The human ether-a-go-go-related gene (hERG) channel plays a critical role in cardiac action potential repolarization. hERG block can lead to arrhythmia, and increased incidence of sudden death. Association of in silico and experimental approaches has been suggested as the foundation of a cost-effective preclinical evaluation of the cardiotoxic risks of drug candidates. Although several drugs have been withdrawn from the market for this reason, it has just recently been of interest to assess the potential cardiotoxic risks of botanicals. The goal of this study was to design, experimentally validate and apply a virtual screening workflow to identify novel hERG channel blockers, with a special focus on the investigation of natural products.

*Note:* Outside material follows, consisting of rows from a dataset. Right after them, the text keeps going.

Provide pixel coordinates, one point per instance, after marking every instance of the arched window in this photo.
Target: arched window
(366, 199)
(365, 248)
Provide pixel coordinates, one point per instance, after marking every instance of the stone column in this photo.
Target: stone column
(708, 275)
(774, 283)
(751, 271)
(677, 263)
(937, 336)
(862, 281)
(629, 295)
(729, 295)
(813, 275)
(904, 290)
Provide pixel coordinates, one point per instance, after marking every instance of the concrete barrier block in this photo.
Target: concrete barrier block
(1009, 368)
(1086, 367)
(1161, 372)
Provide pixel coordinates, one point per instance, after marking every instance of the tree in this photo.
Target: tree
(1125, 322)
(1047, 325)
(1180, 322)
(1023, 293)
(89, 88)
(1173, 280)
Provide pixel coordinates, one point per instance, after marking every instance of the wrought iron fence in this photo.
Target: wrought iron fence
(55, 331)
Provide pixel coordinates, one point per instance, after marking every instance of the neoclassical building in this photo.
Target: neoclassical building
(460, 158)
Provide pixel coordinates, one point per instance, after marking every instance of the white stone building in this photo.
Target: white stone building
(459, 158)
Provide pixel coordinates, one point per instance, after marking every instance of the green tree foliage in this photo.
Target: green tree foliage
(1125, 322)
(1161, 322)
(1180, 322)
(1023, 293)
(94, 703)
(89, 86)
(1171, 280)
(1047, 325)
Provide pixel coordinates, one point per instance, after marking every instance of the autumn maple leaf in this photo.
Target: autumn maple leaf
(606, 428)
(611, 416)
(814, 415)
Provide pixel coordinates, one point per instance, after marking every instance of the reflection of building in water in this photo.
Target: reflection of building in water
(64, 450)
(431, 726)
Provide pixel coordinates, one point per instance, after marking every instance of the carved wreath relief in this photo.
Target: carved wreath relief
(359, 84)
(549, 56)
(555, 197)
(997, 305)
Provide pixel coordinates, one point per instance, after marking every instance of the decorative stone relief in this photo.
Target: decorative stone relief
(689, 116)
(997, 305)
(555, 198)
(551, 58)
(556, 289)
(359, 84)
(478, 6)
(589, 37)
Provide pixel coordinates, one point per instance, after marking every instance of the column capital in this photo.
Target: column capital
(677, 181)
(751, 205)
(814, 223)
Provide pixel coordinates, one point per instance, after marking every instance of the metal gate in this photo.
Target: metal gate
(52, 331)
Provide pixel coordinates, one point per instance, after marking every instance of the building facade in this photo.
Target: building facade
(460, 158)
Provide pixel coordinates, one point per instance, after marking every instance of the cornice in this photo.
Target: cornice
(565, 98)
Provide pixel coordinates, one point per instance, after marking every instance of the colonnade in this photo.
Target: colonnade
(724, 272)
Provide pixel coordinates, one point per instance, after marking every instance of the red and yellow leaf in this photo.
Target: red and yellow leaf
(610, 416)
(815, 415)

A ligand-based pharmacophore model collection was developed and theoretically evaluated against databases of known hERG blockers from the literature and drug-like decoys. The best models were then used for virtual screening of compound libraries. Fifty chemically diverse compounds were selected from the hitlists for bioactivity testing on Xenopus laevis oocytes and HEK 293 cells using patch clamp techniques. This campaign identified 20 unknown hERG blockers, including highly potent compounds, active at the submicromolar range. The experimental confirmation that the models developed in this study can accurately predict hERG block by previously unknown compounds of natural origin is of special interest. These models are currently implemented as prediction tools in a larger ongoing EU-project (hERGscreen), aiming at target-oriented identification and isolation of hERG channel blockers from highly consumed botanicals.

Keywords: hERG; pharmacophore models; virtual screening; patch clamp; cardiac toxicity.